Imaginaos la desolación de un pobre pastor cuya oveja se ha
extraviado. Abandonando al rebaño, corre por los bosques y colinas, pasa a
través de espesuras y matorrales, lamentándose y gritando con todas sus fuerzas,
no pudiendo resignarse a volver sin su oveja. Eso es lo que hizo el Hijo de
Dios cuando los hombres, por su desobediencia, se alejaron de la conducta
señalada por su Creador; bajó a la tierra y no ahorró cuidados ni fatigas para
devolvernos al estado del que habíamos caído. Es lo que sigue haciendo con los
que se alejan de él por el pecado; sigue sus huellas, llamándolos sin cesar
hasta que vuelven al camino de la salvación.

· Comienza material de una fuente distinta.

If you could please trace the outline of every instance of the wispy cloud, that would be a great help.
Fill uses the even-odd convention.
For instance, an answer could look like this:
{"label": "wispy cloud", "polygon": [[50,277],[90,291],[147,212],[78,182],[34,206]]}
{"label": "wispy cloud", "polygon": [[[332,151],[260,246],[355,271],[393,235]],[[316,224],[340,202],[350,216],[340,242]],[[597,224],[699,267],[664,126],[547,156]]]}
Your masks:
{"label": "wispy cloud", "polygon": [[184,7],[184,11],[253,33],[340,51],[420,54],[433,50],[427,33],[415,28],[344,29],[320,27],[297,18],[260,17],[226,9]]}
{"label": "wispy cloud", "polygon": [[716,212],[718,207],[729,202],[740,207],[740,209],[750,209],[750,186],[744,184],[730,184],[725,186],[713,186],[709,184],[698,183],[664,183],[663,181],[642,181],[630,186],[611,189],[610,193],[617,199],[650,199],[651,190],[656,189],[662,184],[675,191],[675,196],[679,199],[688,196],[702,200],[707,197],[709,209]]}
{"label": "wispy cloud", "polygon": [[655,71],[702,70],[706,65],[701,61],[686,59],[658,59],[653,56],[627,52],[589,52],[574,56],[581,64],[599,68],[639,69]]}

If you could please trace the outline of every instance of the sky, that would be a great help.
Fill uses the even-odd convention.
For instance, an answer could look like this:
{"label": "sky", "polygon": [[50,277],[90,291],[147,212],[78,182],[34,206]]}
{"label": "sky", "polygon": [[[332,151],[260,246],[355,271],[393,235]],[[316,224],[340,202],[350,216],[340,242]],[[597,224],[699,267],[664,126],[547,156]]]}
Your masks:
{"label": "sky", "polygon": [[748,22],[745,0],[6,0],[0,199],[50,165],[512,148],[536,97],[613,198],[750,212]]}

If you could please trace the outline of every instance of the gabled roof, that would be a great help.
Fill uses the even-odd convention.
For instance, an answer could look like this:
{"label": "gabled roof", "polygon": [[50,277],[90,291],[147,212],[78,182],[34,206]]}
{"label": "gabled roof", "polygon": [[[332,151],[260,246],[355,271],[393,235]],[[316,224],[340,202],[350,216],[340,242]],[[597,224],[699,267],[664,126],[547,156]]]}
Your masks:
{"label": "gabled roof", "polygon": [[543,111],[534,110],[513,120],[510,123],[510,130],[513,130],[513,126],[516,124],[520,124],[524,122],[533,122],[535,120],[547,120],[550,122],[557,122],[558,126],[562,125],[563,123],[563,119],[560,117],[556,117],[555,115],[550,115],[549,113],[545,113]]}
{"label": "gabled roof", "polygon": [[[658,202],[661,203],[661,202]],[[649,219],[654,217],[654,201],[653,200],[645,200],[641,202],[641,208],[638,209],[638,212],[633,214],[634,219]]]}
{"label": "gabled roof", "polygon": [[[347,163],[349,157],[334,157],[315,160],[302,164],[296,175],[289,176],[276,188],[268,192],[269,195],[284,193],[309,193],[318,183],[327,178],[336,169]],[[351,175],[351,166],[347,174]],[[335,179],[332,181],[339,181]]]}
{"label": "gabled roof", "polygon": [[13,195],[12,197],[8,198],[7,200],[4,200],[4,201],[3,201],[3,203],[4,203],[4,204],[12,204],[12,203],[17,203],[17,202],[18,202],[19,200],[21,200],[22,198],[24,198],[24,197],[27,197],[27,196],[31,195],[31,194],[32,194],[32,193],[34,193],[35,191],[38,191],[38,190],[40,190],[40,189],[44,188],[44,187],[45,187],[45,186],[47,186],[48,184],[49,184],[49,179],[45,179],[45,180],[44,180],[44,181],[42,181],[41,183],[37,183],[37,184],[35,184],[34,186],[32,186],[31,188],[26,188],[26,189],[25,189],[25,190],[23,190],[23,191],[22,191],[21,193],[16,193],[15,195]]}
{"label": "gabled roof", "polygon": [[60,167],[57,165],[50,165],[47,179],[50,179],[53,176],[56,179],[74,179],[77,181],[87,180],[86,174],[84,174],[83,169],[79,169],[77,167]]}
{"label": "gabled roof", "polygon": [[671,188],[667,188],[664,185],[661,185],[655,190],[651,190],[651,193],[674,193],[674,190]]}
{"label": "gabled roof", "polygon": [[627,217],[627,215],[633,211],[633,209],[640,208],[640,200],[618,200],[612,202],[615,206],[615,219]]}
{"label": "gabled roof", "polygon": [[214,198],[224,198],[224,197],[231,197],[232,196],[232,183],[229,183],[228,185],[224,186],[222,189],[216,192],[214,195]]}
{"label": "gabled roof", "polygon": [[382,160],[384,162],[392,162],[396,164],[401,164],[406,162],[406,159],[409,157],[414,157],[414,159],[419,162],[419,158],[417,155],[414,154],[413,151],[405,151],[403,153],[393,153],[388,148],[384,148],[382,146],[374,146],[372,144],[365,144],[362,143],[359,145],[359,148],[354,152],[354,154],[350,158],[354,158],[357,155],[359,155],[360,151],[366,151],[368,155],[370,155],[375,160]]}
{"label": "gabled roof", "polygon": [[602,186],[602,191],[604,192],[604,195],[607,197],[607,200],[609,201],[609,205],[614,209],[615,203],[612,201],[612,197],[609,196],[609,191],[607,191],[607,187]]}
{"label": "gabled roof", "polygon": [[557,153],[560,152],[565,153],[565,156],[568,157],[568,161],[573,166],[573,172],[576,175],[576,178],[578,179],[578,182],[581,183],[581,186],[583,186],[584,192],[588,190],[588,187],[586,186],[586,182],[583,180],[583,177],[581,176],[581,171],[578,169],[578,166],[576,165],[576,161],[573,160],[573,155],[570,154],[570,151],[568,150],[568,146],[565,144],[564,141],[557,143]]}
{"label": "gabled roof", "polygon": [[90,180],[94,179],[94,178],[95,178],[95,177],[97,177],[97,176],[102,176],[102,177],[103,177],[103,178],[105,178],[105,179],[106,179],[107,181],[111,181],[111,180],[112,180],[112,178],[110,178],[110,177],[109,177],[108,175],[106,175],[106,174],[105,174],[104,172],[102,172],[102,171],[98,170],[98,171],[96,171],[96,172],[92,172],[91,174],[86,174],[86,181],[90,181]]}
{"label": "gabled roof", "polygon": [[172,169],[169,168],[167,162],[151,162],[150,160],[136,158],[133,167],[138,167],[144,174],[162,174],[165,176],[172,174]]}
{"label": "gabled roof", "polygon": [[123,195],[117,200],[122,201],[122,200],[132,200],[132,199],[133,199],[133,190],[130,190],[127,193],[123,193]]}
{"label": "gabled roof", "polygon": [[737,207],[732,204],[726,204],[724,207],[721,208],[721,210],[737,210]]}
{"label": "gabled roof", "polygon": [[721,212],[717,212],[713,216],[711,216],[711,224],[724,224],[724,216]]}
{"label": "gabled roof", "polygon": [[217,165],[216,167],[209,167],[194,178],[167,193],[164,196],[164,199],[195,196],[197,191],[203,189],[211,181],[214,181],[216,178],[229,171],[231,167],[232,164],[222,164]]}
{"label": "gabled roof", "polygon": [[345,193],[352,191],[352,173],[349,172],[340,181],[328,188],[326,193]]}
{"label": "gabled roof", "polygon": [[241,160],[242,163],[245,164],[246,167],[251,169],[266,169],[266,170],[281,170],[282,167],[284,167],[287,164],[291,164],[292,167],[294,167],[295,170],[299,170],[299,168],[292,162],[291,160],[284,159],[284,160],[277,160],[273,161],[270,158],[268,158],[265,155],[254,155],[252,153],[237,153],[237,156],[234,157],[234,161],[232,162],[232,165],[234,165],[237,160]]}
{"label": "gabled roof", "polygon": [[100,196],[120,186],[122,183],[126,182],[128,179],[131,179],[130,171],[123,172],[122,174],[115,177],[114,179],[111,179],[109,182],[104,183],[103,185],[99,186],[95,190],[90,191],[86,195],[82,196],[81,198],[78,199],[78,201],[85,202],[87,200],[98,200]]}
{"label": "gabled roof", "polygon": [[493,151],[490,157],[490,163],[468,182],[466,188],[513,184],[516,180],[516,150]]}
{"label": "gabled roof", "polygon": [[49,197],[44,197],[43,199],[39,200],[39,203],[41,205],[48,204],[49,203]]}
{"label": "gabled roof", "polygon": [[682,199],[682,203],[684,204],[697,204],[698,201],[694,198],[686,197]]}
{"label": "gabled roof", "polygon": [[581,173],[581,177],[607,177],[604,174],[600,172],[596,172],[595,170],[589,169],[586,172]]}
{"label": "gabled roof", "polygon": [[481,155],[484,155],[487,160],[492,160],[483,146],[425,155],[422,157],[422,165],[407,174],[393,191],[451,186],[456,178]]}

Si no hubiera actuado así, sabéis bien lo
que habría sido de nosotros después del primer pecado mortal; nos sería
completamente imposible volver al camino. Es preciso que sea él quien actúe primero, que nos presente su gracia,
que nos persiga, que nos invite a tener piedad de nosotros mismos, sin lo cual
nunca se nos hubiera ocurrido pedirle misericordia. El ardor con que Dios nos
persigue es, sin duda, efecto de una misericordia muy grande. Pero la dulzura
con que viene acompañado este celo nos muestra una bondad todavía más
admirable. No usa jamás la violencia, sino tan solo la dulzura. No sé de ningún
pecador, en toda la historia del evangelio, que haya sido invitado a la
penitencia por otro medio que el de las caricias y beneficios.
San
Claudio de la Colombiére
Jesuíta francés, misionero y autor de obras de espiritualidad. Dirigió
espirítualmente a santa Margarita M" de Alacoque y propagó por todas
partes la devoción del Corazón de Jesús (1641-1682).